Séance de rattrapage : Divergente 2 – L’insurrection

 

Un film de Robert Schwentke. Avec Shailene Woodley,Theo James et Octavia Spencer. En salle depuis le 18 mars 2015.

 

Après un premier opus à la limite de l’insoutenable, Divergente 2 nous octroie un sentiment de détresse encore plus profond. Faut-il tomber dans l’empathie ou bien dans l’agressivité verbale envers cette œuvre médiocre ?

 

Note : 1/5

 

Si les premières séquences de Divergente 1 laissaient présager des idées fortuites conventionnelles mais assez bien maitrisées, la suite nous livre une approche très académique policée par des acteurs extrêmement lissés et caricaturaux surchargeant l’écran d’émotions infantiles et sur-jouées. Malgré un talent certain, Shailene Woodley se laisse désorienter par l’impératif commercial en affaiblissant son rôle, le rendant beaucoup trop sentimental. Et si l’actrice principale se complet dans cette médiocrité, l’ensemble des autres rôles, rattaché à ce dernier, s’efface. Autrement-dit, le film s’engouffre dans un personnage dénué de toute profondeur psychologique et dont les attributs sont connus à l’avance, sans effet de surprise. A l’inverse de Katniss Everdeen (Hunger Games), les jeunes filles auront du mal à s’identifier à Tris s’emmêlant dans un statut féminin instable qui flirte entre le courage émancipateur et la tendresse affective sexuée. Plus généralement, l’insurrection programmée dans ce nouvel épisode marque considérablement le début de la fin d’un enjeu politique bien trop prétentieux par rapport à la faiblesse de son scénario et de sa mise en scène. En effet, la doctrine « communiste dictatoriale », critiquée dans le film et qui se construit à l’aune d’une structuration rigide sous forme de  castes biologiquement ancrées en chacun de nous, se délite considérablement par manque de maitrise du réalisateur.
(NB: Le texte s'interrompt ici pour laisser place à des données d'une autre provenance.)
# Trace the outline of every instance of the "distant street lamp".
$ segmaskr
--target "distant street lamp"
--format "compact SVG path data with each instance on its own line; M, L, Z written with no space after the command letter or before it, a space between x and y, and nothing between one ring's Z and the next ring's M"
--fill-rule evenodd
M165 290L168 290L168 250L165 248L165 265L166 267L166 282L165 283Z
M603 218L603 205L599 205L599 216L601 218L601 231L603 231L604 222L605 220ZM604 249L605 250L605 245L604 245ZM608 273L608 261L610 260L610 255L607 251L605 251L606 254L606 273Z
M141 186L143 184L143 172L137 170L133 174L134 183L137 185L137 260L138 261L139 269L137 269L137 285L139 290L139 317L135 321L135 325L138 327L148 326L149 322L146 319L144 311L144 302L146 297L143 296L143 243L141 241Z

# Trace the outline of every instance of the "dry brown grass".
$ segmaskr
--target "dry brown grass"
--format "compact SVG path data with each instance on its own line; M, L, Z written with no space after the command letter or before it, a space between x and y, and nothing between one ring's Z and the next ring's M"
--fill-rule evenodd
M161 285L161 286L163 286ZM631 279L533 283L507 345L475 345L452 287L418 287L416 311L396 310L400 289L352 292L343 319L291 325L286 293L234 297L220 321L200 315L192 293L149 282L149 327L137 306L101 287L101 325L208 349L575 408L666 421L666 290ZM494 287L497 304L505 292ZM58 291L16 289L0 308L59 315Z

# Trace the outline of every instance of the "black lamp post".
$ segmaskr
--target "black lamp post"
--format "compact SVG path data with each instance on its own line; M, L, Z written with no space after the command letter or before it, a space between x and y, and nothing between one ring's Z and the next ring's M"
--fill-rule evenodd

L’absence de connaissance et d’idée conduit le réalisateur à circoncire la diégèse historique pseudo-apocalyptique autour d’un scénario asséché d’originalité. Ces aspects se matérialisent alors par une mise en scène redondante (la mise en place de l’insurrection met du temps à s’organiser), un scénario confus dans lequel il est difficile de s’y retrouver (mais qui sont ces factions ? Où se placent-ils dans l’échiquier ?), et un découpage déséquilibré (les enchaînements entre les scènes d’actions tendent à se distancer par des plans romantiques et idéologiques pouvant largement être synthétiser). Au final, avec l’opulence des « teen movie » actuels,  Divergente 2 manque cruellement d’originalité et de charisme pour pouvoir s’imposer face aux autres franchises. Avec cette suite, le réalisateur délaisse l’occasion de bâtir une saga robuste, intelligente, et avec des vertus morales potentiellement intéressantes, en s’abandonnant aux abîmes marketing.

 

©SND
©SND

 

Malgré un intéressant potentiel, le film s’étouffe dans une surenchère mal codifiée par un excès d’amour entre Tris et Tobia, un engagement parfois peu crédible et enfin des épreuves dont la légitimité et l’origine semblent faiblement déterminées.